Scott Arciszewski March 21, 2016 1:25 PM

@Jonathan Wilson:

Even RSA has no real attacks if the key length you are using is strong enough.

Unless you’re using textbook RSA, or encrypting with PKCS1v1.5 padding, or signing with e=3 and PKCS1v1.5 padding.

little person March 21, 2016 9:42 PM

@Jay

The explanation is simple: Like the great kings of old, Obama thinks he’s a cut above the rest of us peons that he rules over. That’s why it’s fine for him to do something (like have security) that is a “fetish” if the rest of us try the same thing. He’s not a person. He’s a ruler. Emperor. Almighty God.

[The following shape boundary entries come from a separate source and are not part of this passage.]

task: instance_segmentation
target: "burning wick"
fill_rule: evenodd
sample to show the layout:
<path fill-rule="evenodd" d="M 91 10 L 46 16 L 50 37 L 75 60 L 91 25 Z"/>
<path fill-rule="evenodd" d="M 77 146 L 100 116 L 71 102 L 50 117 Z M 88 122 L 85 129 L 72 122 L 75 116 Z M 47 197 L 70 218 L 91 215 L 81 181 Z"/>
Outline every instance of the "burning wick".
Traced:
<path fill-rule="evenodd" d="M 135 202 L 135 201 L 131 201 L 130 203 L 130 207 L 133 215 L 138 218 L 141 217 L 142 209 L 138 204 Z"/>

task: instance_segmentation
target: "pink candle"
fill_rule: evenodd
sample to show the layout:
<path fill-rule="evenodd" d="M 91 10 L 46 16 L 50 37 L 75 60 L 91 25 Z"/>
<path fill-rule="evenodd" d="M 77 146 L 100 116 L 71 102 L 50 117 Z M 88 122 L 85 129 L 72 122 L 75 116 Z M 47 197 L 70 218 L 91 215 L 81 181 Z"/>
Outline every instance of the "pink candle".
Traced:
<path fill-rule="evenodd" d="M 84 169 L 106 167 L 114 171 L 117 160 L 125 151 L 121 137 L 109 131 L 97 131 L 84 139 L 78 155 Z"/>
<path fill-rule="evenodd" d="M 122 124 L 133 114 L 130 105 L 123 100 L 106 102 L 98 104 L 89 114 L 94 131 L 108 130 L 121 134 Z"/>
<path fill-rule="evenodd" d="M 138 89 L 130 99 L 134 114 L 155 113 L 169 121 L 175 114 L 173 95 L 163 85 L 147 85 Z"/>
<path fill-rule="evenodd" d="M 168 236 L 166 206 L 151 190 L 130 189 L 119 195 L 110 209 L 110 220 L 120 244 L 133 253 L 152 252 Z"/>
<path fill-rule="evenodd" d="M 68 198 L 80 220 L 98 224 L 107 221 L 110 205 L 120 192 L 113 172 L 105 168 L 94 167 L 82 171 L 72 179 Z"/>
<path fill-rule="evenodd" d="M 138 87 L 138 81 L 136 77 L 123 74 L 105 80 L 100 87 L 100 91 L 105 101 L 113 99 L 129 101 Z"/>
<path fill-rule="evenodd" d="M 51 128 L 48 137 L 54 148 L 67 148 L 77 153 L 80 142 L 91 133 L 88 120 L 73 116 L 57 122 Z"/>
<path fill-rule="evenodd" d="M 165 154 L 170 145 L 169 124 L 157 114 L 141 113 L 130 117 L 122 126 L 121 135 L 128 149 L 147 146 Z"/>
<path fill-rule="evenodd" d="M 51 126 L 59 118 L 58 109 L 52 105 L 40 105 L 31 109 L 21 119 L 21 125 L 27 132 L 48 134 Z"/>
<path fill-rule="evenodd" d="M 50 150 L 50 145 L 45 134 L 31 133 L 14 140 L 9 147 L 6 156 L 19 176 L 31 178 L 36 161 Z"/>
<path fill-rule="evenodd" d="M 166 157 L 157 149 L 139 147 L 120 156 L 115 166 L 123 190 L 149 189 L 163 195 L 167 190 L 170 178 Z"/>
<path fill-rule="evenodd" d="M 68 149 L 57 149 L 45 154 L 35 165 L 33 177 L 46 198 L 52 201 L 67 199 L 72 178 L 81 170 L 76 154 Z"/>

He is above the law, because his omnipotent word is LAW. This thinking has become pervasive among government leaders and their followers it seems, I think it should be called a religion. They think they are Atheists but they are really Theists with certain mere humans elevated as Gods. It is a combination of Church and State at its core. A state religion. And you must bow or suffer the consequences.

little person March 21, 2016 11:09 PM

I’d just like to mention that the pervasiveness of this State Religion of Rulership together with the omniscience of mass surveillance does not bode well for the future. The Dark Ages called and declared a great comeback coming soon.